Judge Liles C. Burke ruled that the CTA “exceeds the limits of the Constitution on legislative power”, despite the U.S. Government defending that the law is within the powers of Congress. The judge further considers that the law “does not have sufficient connection with the powers listed in it to be considered a necessary means for Congress’s objectives in policy matters”, Reuters reported.

The ruling, in addition to setting a precedent on the application of these instruments, opens several legal questions in the country, to the extent that it prevents FinCEN from applying the law against the plaintiffs in that case. However, since it is not a national injunction, the regime remains in force for other companies.

The latest development in this case to date is that the Department of Justice filed a notice of appeal on March 11 and the process is ongoing, while FinCEN has stated in a press release that it “will continue to implement the Corporate Transparency Act as required by Congress, while complying with the court order.”

Details of the Corporate Transparency Act: What does it entail and who must comply?

This CTA was passed by the U.S. Congress as an instrument to promote the fight against money laundering in the country and prevent other financial crimes by U.S. legal entities as well as foreign entities operating in the U.S. The scope of the law involves various business structures such as Corporations (C Corp or S Corp), Limited Liability Companies (LLC/LLP), commercial trusts, among others.

With the CTA, legal entities formed in the U.S. began reporting their beneficial owners to FinCEN.

According to FinCEN, companies that were established before January 1, 2024 have until January 1, 2025 to submit their initial reports, while those created or registered after that date will have 30 days from their establishment or registration to do so.

For the purposes of the law, a beneficial owner is defined as “any individual who, directly or indirectly, exercises substantial control over such reporting company or owns or controls at least 25% of the ownership interests of such reporting company”.

The CTA is a result of the efforts of the Anti-Money Laundering Act of 2020 (AMLA), which seeks to combat a scourge that each year represents up to 2.7% of world Gross Domestic Product, according to a FACTI Panel report.

In the U.S., according to a recent report by the Department of the Treasury, “criminals currently use both traditional and novel money laundering techniques, depending on availability and convenience, to move and conceal illicit proceeds and promote criminal activities that harm Americans.”

In the United States, various risks related to money laundering persist, according to the 2024 National Money Laundering Risk Assessment report from the U.S. Department of the Treasury. These include:

  • Abuse of legal entities
  • Opacity in real estate transactions
  • Involvement of merchants and professionals in illicit activities under complicity

The package of measures contained within the CTA is considered one of the greatest advances by the U.S. in this area in this century after the 2001 Patriot Act, which aims to counter terrorist financing and terrorist actions through money laundering. However, the background of these measures dates back to at least 1986 with the Money Laundering Control Act, which classified the activity  as a federal crime.

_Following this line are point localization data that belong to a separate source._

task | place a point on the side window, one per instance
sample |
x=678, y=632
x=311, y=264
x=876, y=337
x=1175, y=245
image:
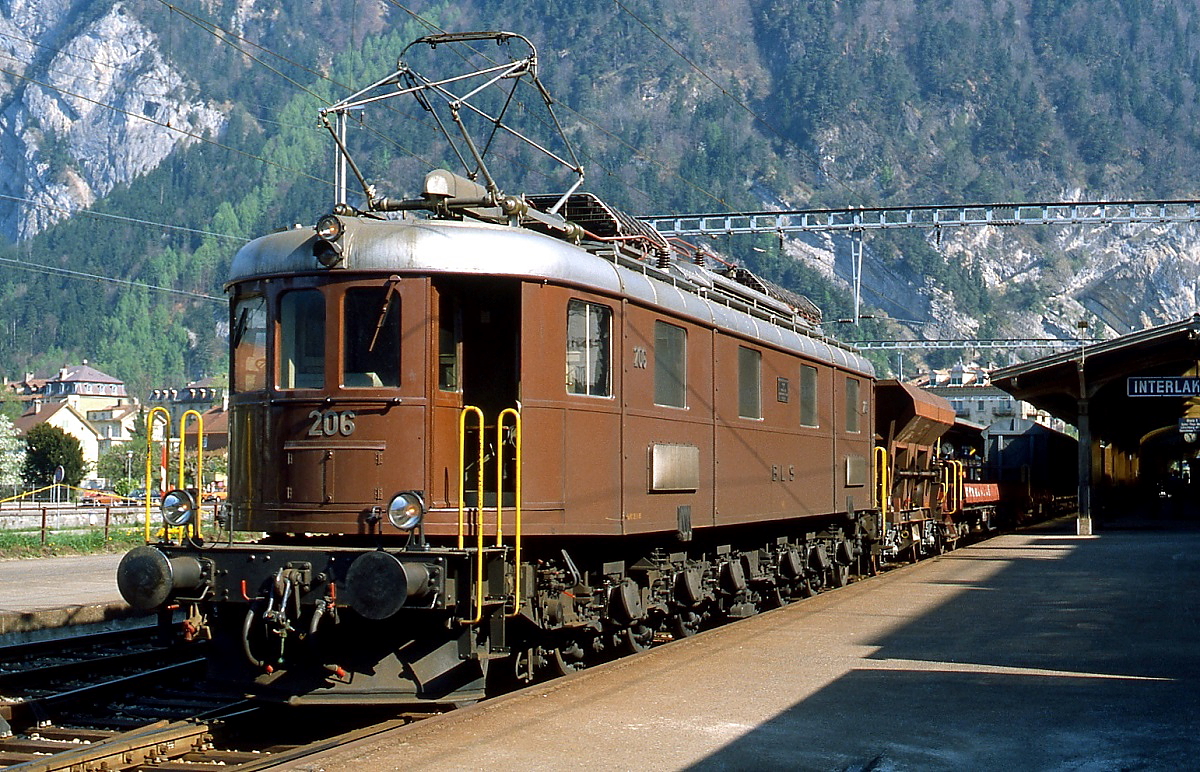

Legal advice, as well as support in regulatory compliance and risk management will be key to navigating the regulatory changes that organizations are currently facing, amidst a landscape in which countries also compete to be jurisdictions increasingly shielded from money laundering, tax evasion and other rising financial crimes.

“Staying up to speed on the evolution of the Alabama case and other legal challenges is critically important. At the same time, regardless of the legal issues, qualifying entities should remain committed to submitting the necessary information to FinCEN on a timely basis to avoid compliance violations,” says Mr. de la Portilla.